1. (a) All discharges from the nose and mouth should be gathered in soft, clean cloths or rags or papers and destroyed by burning. (b) The patient should cover the mouth and nose when coughing or sneezing, for a cough or sneeze will throw droplets of mucus to a distance of 10 or 12 feet.

2. The attendant should wear a washable gown that completely covers her clothing. It should be put on when entering the room of the patient and taken off immediately on leaving it.

3. A basin of water, together with a cake of castile soap (or where possible an antiseptic solution), should be placed in a convenient place, so that the doctor and nurse attending the patient may wash their hands whenever leaving the room, and even before touching the door handle.

4. All eating utensils that the patient uses should be washed in boiling hot water separately from other dishes and used exclusively by the patient.

[12]5. All bedclothes and bedding should be boiled in soap and water, or they should be exposed to the sunshine. Direct sunshine kills disease germs.

6. The person attending the patient should wear a double layer of gauze or other soft thin cloth across the mouth and nose as a face mask whenever near the patient so as to prevent the droplets containing the germs coming from the patient's mouth from entering and lodging on the lining of the mouth or throat of the attendant. Always remember that even though you may not get the disease if the germs lodge in your throat they may grow there and you may carry the disease to another person who may catch it.

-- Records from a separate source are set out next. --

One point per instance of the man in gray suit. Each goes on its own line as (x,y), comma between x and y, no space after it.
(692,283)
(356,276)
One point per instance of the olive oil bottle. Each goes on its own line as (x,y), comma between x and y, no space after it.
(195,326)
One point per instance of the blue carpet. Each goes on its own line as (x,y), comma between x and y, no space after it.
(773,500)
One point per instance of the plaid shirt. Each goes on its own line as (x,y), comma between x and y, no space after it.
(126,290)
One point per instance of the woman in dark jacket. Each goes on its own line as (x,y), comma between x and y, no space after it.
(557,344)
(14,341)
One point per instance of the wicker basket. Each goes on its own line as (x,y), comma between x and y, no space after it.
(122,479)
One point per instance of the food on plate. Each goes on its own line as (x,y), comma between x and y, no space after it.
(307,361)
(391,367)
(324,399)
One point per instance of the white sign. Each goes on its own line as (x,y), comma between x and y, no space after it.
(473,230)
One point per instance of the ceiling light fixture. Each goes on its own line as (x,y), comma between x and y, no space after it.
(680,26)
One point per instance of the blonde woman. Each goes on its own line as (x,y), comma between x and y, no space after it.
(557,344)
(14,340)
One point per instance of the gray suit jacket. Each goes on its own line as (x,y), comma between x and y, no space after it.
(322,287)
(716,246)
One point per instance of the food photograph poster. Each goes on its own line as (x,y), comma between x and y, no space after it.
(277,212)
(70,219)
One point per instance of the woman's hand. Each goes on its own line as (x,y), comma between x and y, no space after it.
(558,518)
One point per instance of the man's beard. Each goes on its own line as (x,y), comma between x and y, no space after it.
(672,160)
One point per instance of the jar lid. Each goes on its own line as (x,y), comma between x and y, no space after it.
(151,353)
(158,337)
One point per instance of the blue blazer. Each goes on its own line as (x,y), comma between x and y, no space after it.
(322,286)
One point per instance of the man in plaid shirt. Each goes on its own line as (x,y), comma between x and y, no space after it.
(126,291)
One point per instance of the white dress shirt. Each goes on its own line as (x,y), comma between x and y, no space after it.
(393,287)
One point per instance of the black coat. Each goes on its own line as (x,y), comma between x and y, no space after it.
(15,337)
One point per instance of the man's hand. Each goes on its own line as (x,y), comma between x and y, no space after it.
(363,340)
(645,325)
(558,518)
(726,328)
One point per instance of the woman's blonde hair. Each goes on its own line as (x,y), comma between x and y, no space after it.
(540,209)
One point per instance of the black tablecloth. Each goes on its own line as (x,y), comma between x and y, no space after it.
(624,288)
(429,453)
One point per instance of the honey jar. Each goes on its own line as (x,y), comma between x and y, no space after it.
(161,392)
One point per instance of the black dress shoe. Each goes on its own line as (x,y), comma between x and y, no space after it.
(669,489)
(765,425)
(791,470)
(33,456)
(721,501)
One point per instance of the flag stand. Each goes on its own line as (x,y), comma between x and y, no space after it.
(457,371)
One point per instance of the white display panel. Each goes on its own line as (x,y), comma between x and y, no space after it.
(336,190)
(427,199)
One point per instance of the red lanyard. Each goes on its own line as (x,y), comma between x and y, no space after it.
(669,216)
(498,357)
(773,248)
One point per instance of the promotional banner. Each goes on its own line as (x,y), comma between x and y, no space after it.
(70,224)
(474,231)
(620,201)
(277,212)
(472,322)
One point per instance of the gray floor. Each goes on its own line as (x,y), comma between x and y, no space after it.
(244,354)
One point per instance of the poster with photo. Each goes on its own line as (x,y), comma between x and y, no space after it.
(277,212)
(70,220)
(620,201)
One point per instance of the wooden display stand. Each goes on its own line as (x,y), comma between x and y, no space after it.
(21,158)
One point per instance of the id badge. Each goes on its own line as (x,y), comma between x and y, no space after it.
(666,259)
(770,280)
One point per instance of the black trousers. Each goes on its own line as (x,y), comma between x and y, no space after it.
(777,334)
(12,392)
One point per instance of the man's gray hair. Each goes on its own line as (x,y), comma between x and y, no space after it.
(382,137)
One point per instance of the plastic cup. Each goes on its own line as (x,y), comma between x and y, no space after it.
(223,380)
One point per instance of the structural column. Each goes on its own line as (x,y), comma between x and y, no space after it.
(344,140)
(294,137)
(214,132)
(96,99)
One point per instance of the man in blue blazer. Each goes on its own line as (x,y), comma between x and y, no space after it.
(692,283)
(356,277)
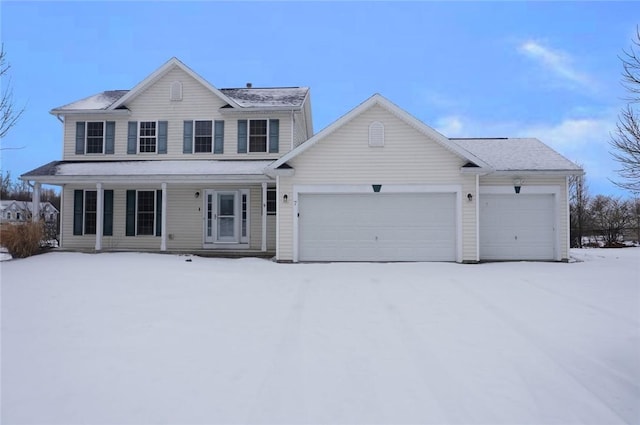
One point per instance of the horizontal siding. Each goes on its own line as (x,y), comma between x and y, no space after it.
(408,157)
(563,207)
(154,105)
(185,220)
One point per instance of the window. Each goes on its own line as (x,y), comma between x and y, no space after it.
(271,201)
(145,216)
(203,136)
(90,211)
(258,131)
(147,140)
(95,137)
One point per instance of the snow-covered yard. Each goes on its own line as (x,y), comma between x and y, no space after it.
(145,339)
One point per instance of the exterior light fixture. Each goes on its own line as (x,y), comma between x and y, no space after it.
(517,184)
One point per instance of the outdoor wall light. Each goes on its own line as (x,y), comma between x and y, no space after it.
(517,184)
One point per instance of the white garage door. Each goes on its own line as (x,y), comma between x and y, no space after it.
(377,227)
(517,227)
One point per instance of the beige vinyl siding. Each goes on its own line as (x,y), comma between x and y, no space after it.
(407,158)
(185,220)
(154,105)
(562,207)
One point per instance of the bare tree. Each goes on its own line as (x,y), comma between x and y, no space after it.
(626,139)
(578,209)
(9,115)
(610,217)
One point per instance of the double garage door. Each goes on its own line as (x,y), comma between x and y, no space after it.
(517,227)
(377,227)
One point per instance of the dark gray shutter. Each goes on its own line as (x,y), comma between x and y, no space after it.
(107,226)
(132,138)
(218,138)
(187,144)
(78,209)
(242,136)
(274,135)
(131,213)
(158,213)
(162,136)
(110,135)
(80,138)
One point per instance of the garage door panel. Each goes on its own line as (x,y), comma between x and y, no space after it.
(517,227)
(377,227)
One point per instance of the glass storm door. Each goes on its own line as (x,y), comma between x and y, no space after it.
(221,222)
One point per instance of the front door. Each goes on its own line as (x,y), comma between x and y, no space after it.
(222,219)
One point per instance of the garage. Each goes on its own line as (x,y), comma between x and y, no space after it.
(377,227)
(517,227)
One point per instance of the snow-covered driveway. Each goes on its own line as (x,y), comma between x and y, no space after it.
(145,339)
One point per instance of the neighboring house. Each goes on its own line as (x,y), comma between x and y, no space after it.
(177,165)
(12,211)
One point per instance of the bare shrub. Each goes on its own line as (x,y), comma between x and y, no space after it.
(22,240)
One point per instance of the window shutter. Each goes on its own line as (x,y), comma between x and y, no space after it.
(158,213)
(78,207)
(110,134)
(187,146)
(107,226)
(162,137)
(218,138)
(80,138)
(131,213)
(132,138)
(274,133)
(242,136)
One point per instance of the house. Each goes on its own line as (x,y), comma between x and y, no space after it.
(12,211)
(175,164)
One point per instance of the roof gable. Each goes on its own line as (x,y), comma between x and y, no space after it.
(159,73)
(404,116)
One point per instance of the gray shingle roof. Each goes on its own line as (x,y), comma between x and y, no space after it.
(270,96)
(515,154)
(246,98)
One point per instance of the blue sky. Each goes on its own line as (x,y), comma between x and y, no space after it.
(506,69)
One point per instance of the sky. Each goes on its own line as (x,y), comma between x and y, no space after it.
(549,70)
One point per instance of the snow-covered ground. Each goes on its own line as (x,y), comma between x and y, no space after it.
(146,339)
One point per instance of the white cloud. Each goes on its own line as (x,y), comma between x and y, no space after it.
(556,61)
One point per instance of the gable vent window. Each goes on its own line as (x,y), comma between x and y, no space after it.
(175,92)
(376,134)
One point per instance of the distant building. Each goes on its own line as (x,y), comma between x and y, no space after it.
(12,211)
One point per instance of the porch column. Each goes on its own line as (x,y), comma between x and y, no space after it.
(99,215)
(264,217)
(163,235)
(35,205)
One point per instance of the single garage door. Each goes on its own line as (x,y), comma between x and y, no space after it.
(517,227)
(377,227)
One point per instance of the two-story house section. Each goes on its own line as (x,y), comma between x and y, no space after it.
(174,164)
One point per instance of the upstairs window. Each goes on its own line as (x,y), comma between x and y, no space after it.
(258,132)
(147,136)
(95,137)
(203,136)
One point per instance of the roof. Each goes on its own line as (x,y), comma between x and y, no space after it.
(100,101)
(268,96)
(137,169)
(517,154)
(6,203)
(235,97)
(380,100)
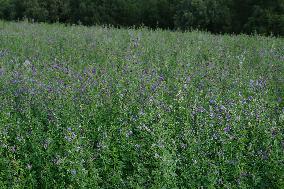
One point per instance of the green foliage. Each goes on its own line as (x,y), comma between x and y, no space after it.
(218,16)
(99,107)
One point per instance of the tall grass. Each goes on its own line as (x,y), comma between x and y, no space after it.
(95,107)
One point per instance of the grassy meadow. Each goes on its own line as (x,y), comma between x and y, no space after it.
(98,107)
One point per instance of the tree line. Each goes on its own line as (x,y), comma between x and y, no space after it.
(218,16)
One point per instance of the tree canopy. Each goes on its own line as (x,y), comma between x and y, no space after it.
(218,16)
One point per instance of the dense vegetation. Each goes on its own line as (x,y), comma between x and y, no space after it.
(95,107)
(226,16)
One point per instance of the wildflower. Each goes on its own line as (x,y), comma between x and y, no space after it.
(73,172)
(227,129)
(29,166)
(211,101)
(129,133)
(1,71)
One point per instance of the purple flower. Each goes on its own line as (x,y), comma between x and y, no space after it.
(73,172)
(94,71)
(211,101)
(1,72)
(227,129)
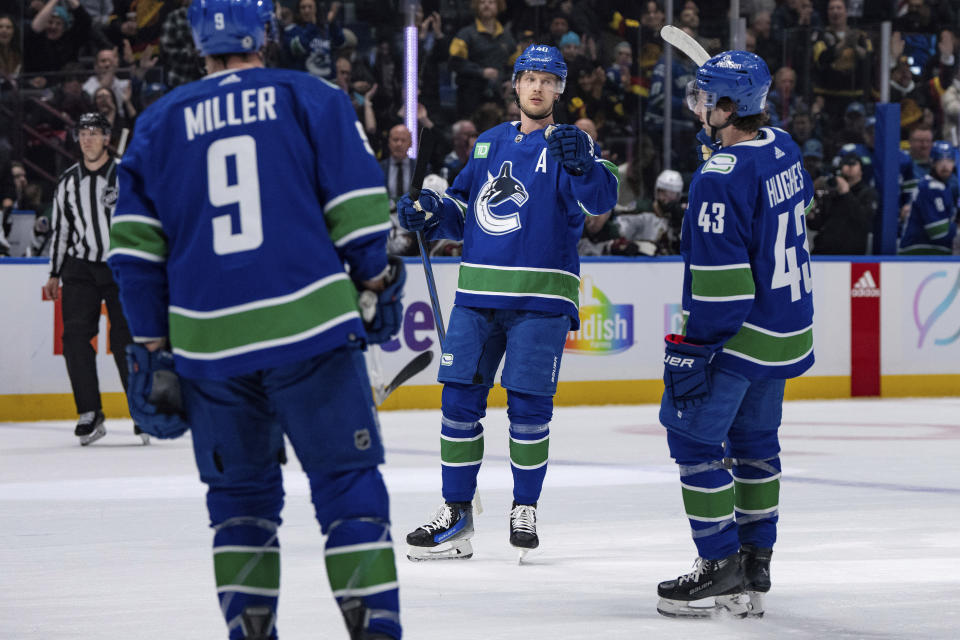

7. There should be but one attendant wherever possible.

8. No visitors should be permitted in the sick room—not even during convalescence.

9. The one who attends the sick should not prepare or handle the food of others.[13] Sometimes it is impossible to take this precaution, as very often it is the mother who must take care of the patient, cook, and do all the housework. In such cases the one attending the sick must never neglect whenever near the patient—

(1) To wear a face mask.

(2) To wear a washable gown (which is to be taken off on leaving the room).

(3) To wash her hands when leaving the sick room.

Every attendant on the sick should know how disease germs are carried from the sick to the well. This knowledge should make her more careful, and thus help to prevent the spread of the disease.